Open kylebarron opened 2 weeks ago
Hi everyone, if anyone is familiar with the object_store implementation in arrow-rs I had a question; is there a way to pass in arbitrary AWS (specifically S3) options via HTTP headers? For example, I don't see implicit support for requester pays buckets, which is hinted at by passing in this header value pair:
x-amz-request-payer : requester
so I'm wondering if there's a way to add in our own options like that.Not on a per-request basis, as it sort of breaks the abstraction of being any object store, but you could look at overriding the headers using ClientOptions when you build the AmazonS3 client
I guess we have to set this header manually in ClientOptions::with_default_headers
So we need to set this in ClientOptions
. But right now the only supported client options are those that we can pass in as strings. I.e. whatever gets passed to ClientOptions::with_config
. But ClientConfigKey doesn't have an option for default_headers
. So it's not currently possible to pass this in.
Instead, we should make ClientOptions
a Python class, with its own constructor (not just created from a dict
on the Rust side). Then a user can manually construct a ClientOptions
class, and then pass that into an S3Store
Python class to ensure we're enabling requester pays.
Or we could just add a requester_pays
option to the S3Store constructor methods. That would probably be simpler for users.
We should probably do both of these two options.

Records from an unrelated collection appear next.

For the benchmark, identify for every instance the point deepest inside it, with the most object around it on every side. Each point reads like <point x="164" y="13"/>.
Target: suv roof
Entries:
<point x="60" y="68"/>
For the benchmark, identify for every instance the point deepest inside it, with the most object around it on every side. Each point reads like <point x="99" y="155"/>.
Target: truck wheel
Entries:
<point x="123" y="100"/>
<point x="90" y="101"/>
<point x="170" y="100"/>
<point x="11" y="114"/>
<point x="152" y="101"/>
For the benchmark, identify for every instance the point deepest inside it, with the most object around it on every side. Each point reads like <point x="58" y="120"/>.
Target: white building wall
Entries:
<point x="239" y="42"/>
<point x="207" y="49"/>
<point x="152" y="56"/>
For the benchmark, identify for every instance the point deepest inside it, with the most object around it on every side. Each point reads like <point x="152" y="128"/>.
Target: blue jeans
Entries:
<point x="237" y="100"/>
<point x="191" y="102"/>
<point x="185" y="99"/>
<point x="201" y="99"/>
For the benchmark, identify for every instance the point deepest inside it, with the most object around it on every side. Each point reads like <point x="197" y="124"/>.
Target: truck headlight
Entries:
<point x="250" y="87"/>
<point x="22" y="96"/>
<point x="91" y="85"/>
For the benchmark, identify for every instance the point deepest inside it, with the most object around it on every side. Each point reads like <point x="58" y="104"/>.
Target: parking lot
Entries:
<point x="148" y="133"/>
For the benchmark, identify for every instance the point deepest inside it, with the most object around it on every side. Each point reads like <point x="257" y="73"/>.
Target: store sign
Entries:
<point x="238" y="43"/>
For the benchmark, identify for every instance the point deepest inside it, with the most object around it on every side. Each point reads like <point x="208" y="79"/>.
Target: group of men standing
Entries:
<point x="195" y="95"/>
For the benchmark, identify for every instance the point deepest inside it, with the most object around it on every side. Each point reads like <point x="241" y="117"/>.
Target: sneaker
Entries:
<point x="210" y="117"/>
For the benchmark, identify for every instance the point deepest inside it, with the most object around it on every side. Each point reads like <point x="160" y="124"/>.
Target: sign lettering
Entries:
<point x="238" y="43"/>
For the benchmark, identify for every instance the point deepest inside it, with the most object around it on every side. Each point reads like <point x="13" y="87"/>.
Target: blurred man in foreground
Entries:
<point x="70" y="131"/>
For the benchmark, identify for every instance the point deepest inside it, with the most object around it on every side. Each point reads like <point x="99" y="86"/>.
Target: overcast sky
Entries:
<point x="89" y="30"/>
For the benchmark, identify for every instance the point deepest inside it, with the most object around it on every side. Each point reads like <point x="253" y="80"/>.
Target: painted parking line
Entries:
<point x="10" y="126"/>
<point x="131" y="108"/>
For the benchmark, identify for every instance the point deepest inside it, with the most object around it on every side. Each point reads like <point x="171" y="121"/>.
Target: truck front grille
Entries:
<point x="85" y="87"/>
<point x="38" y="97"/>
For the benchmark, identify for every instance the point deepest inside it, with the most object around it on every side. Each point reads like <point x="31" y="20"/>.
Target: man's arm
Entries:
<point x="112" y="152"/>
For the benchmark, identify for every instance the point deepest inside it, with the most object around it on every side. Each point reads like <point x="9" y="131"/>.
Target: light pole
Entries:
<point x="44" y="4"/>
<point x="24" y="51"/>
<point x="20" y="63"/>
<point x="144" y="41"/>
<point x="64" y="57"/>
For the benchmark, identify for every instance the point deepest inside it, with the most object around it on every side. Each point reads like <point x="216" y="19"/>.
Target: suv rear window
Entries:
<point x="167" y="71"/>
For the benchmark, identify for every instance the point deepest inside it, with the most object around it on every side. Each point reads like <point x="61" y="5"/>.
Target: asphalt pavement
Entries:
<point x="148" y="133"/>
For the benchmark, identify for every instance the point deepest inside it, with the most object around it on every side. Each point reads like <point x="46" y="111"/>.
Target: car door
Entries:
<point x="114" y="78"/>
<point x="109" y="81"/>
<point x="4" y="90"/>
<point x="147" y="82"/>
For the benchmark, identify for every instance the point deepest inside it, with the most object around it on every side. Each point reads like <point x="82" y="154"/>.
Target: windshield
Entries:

Instead, we should make ClientOptions a Python class, with its own constructor (not just created from a dict on the Rust side). Then a user can manually construct a ClientOptions class, and then pass that into an S3Store Python class to ensure we're enabling requester pays.
@kylebarron Any strong reason that you suggest a traditional Python class rather than a TypedDict? For something like an all-optional body of options, a TypedDict may make sense and fit in well with what we already do with things like GetOptions
It's already a TypedDict
essentially. It's already an all-optional body of options. (and we'll continue to allow that) But not everything can be strictly modeled as a dict of strings. We'd need it to be a pyclass to support class methods.
Here with_default_headers
is a classmethod on the Rust side.
For easiest maintenance, I think the dict options should be passed directly into the underlying object_store implementation, so to support any other options on the ClientOptions
rust struct it would need to be a Python pyclass.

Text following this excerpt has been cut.